FRANCIA:IL VELO… TRICOLORE
Non ci sono dati sul numero di musulmani in Francia; potrebbero essere 3 milioni o il doppio: si pensa che, quanti provengono da paesi di tradizione islamica, soprattutto nordafricani, siano automaticamente musulmani. La maggior parte di essi è concentrata nelle periferie delle città, dove si rileva il più alto tasso di disoccupazione (20%) tra gli immigrati nordafricani.
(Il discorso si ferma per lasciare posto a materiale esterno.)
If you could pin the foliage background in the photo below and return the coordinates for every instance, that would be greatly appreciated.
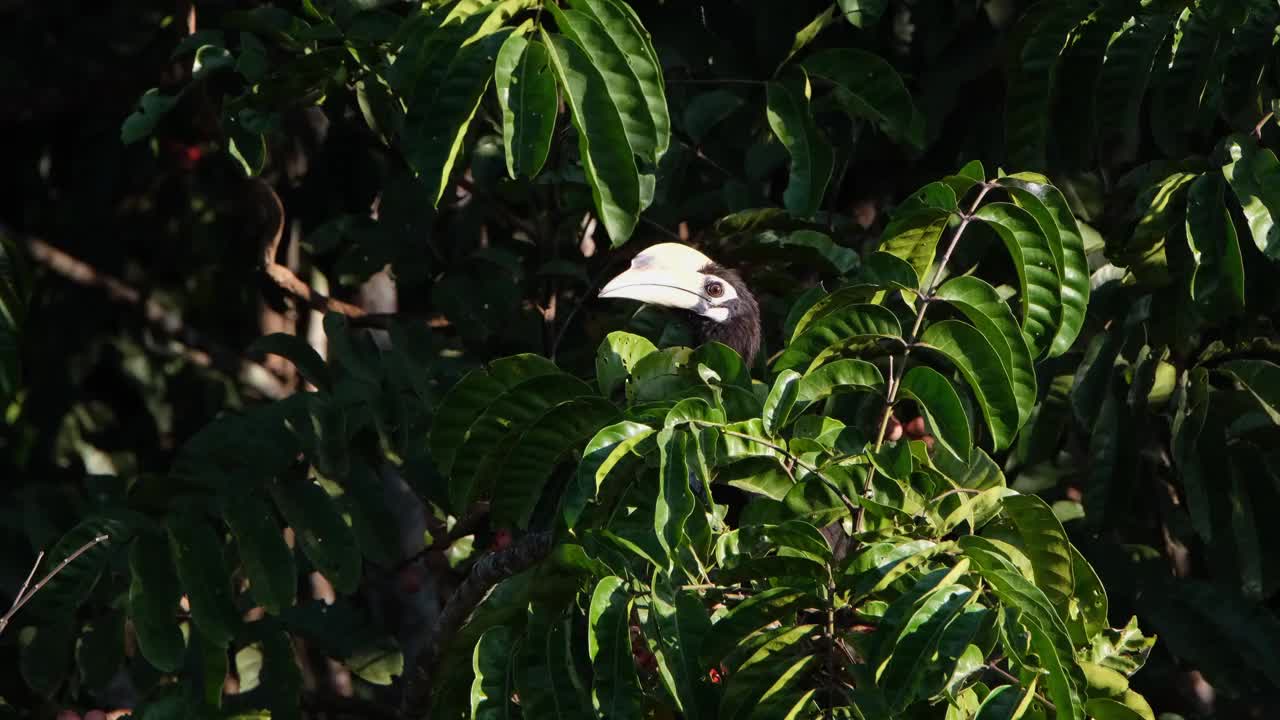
(142, 264)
Malgrado l’emergere di un ceto medio tra questi immigrati, afferma il relatore Alexandre Caeiro, del Cnrs-Gsrl di Parigi, «in Francia l’islam continua a essere recepito come la religione dello straniero, del povero e dell’escluso», una combinazione che produce effetti molto negativi per l’integrazione dei giovani musulmani nel paese.
Nel 1987 si formò a Lione l’Union des jeunes musulmans (Ujm). Questi giovani sono nati in Francia e conoscono poco il loro «paese d’origine»; perciò, l’essere musulmani non fa parte del loro bagaglio culturale, ma serve a definire la loro identità. Ma «mentre l’islam dei genitori era conciliante, discreto e desideroso di integrarsi, l’islam dei figli non accetta compromessi ed è in rottura con i genitori e con i valori francesi».
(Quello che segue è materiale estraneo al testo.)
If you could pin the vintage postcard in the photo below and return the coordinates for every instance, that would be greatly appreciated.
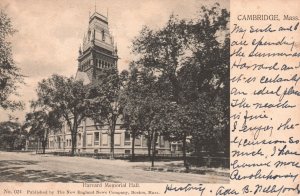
(192, 97)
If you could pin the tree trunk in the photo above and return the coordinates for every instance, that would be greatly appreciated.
(112, 138)
(153, 149)
(149, 146)
(74, 140)
(44, 143)
(184, 151)
(132, 146)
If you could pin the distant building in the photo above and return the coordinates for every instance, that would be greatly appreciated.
(99, 52)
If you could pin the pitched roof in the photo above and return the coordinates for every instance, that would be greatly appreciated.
(82, 76)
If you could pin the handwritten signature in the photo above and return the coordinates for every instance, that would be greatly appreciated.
(188, 187)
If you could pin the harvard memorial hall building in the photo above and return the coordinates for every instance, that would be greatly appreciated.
(99, 52)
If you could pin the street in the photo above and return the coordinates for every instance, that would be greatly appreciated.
(30, 167)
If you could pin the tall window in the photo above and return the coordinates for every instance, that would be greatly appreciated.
(103, 35)
(117, 139)
(96, 138)
(104, 139)
(89, 138)
(127, 138)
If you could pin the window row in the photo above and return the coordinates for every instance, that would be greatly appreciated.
(103, 64)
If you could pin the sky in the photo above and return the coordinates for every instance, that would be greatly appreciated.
(51, 31)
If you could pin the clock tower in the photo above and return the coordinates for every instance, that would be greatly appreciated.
(98, 51)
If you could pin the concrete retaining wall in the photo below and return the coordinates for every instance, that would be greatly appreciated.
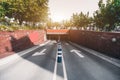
(20, 40)
(107, 43)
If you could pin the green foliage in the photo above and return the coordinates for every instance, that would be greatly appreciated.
(25, 10)
(108, 15)
(13, 28)
(81, 20)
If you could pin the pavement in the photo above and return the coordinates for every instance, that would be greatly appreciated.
(40, 63)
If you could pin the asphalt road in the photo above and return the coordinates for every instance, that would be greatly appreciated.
(76, 64)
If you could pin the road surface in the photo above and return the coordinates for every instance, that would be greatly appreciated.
(42, 64)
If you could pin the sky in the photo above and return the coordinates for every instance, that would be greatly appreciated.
(63, 9)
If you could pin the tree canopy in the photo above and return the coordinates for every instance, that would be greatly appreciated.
(24, 10)
(108, 15)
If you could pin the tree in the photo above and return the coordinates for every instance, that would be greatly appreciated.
(26, 10)
(108, 16)
(81, 20)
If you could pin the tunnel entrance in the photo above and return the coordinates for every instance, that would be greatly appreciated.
(62, 35)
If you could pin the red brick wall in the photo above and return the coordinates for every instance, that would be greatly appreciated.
(100, 41)
(19, 40)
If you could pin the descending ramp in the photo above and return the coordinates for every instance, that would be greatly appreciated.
(62, 34)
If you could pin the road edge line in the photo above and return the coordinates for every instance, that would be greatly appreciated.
(55, 69)
(64, 69)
L’istituzionalizzazione dell’islam in Francia è culminata nel 2003 con la costituzione del Consiglio francese del culto musulmano (Cfcm). Al suo interno le voci più critiche sono proprio quelle dei giovani, che vorrebbero un «islam francese», piuttosto che mantenere un «islam in Francia» con il contributo offerto dai paesi d’origine.
Per rappresentare i musulmani non legati a moschee e organizzazioni, sono sorti anche il «Consiglio dei musulmani laici» e il «Consiglio dei musulmani democratici». Attualmente in Francia esistono solo due scuole musulmane; ma, con l’attuale legge sulla laicità, forse queste scuole aumenteranno. I nord africani incontrano discriminazione nel mondo del lavoro, mentre le donne che indossano il velo non hanno accesso al pubblico impiego.
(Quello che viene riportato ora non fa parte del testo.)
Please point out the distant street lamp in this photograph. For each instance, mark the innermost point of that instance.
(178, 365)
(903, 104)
Tra le iniziative intraprese dai musulmani per un dialogo tra credenti di religioni diverse, c’è da segnalare il ciclo di conferenze organizzato alla moschea Adda’wa di Parigi: il carisma del direttore, l’algerino Larhi Kechat, indipendente dai paesi musulmani e dallo stato francese, attira moltissime persone. Però, vari atti di antisemitismo, perpetuati da giovani di origine nordafricana, lanciano segnali inquietanti.
«Nonostante gli elogi alla comunità islamica globale, i musulmani di Francia non si sono impegnati nella politica internazionale, eccetto che in manifestazioni occasionali a favore dei palestinesi e contro la guerra in Afghanistan e in Iraq».
Nel 2003, invece, i giovani musulmani sono stati molto presenti nei movimenti contro la globalizzazione e hanno partecipato attivamente, nel novembre 2003, all’European Social Forum di Parigi.
Interessante è, infine, rilevare che il dibattuto affaire du foulard è nuovamente esploso nel 2003; ma, mentre i leaders istituzionali musulmani discutevano sul da farsi, due ragazzine di 17 anni, con l’aiuto di una giovane esperta in internet, riuscirono a organizzare in tempi brevissimi una manifestazione a Parigi: più di 6 mila persone parteciparono a tale manifestazione, costellata di bandiere francesi ed europee: tantissime ragazze avevano indosso il foulard con i colori della bandiera francese.